Göttinger Predigten im Internet hg. von U. Nembach

11. Sonntag nach Trinitatis, 23.08.2009

Predigt zu Lukas 18:9-14, verfasst von Peter Taeger

Jesus sagte zu einigen, die sich anmaßten, fromm zu sein, und verachteten die anderen, dies Gleichnis: „Es gingen zwei Menschen hinauf in den Tempel, um zu beten, der eine ein Pharisäer, der andere ein Zöllner. Der Pharisäer stand für sich und betete so: Ich danke dir Gott, dass ich nicht bin wie die anderen Leute, Räuber, Betrüger, Ehebrecher oder auch wie dieser Zöllner. Ich faste zweimal in der Woche und gebe den Zehnten von allem, was ich einnehme. Der Zöllner aber stand ferne, wollte auch die Augen nicht aufheben zum Himmel, sondern schlug an seine Brust und sprach: Gott sei mir Sünder gnädig! Ich sage euch: Dieser ging gerechtfertigt hinab in sein Haus, jener nicht. Denn wer sich selbst erhöht, der wird erniedrigt werden; und wer sich selbst erniedrigt, der wird erhöht werden."

Liebe Schwestern und Brüder,

Jesus redet zu einigen, die sich anmaßten fromm zu sein und redet damit gleichzeitig die umstehenden Pharisäer als auch seine Jünger an und damit natürlich auch uns.
Im Mittelpunkt des Gleichnisses stehen die Gebete des Pharisäers und des Zöllners. Leute, deren Lebenswandel unterschiedlicher nicht sein könnte.
Der Pharisäer kann eine beachtliche Frömmigkeitspraxis vorweisen. Er fastet zweimal in der Woche. Das ist viel mehr, als das einmal im Jahr übliche Fasten am großen Versöhnungstag. Auch den Zehnten zahlt er regelmäßig. Und auch hier nicht nur den üblichen Zehnten auf die Einkünfte, sondern er zahlt den Zehnten auch auf das, was er erwirbt. Der Hintergrund für dieses vorbildliche Handeln ist der Versuch, das Unvermögen der anderen, die in ihrer Frömmigkeitspraxis vielleicht nachlässig sind, auszugleichen. Damit steht erst mal der Pharisäer mit seiner wirklich beachtlichen und vom Grundsatz her nur zu bewundernden Frömmigkeitspraxis im Mittelpunkt. Es ist der tiefste Herzenswunsch des Pharisäers, sein ganzes Leben nach Gottes Willen auszurichten. Er hat Lust am Gesetz des Herrn, wie es im ersten Psalm heißt.
Ich kann nur mit größtem Respekt auf die ernsthafte und engagierte Frömmigkeit des Pharisäers schauen. Stünde ich so vor Gott, ich stünde gut.

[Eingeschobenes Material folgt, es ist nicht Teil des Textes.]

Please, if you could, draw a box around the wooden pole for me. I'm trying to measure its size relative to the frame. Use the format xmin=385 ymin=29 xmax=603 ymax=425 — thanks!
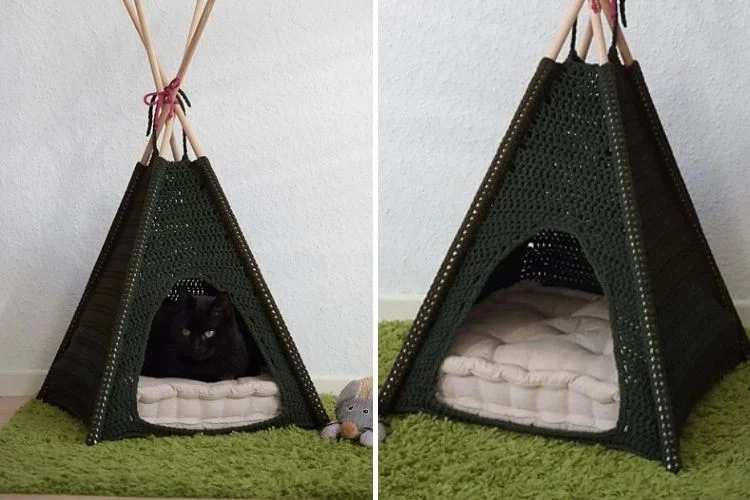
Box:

Trotzdem läuft etwas grundlegend schief.
Als erstes erfahren wir etwas über sein Menschenbild. Er hält die anderen Leute für Räuber, Betrüger und Ehebrecher. Sein geistliches Engagement führt nicht zu einem liebevoll, barmherzigen Blick auf die anderen, sondern letztlich zur Verachtung. Gleichzeitig ist er so begeistert und geblendet von seiner eigenen Leistung, dass er völlig übersieht, dass er auf die Güte und Gnade des heiligen und großen Gottes angewiesen bleibt. Seine eigene Bedürftigkeit und Unzulänglichkeit, die durch keine Leistung zu beseitigen ist, gerät ihm aus dem Blick. Denn im Blick hat er den riesigen Unterschied, der ihn von der zweiten Person im Tempel trennt, dem Zöllner. Der war gesellschaftlich so ziemlich das Letzte im alten Israel. Zöllner standen im Dienst der heidnischen, römischen Besatzungsmacht, die die Zollstationen an den Meistbietenden verpachtete. Das System verleitete dazu, in die eigene Tasche zu wirtschaften. So wurden Zöllner verachtet und gehasst und standen auf einer Stufe mit Dieben und Räubern. Vielleicht zu vergleichen mit Informanten der Stasi oder unredlichen Bankern.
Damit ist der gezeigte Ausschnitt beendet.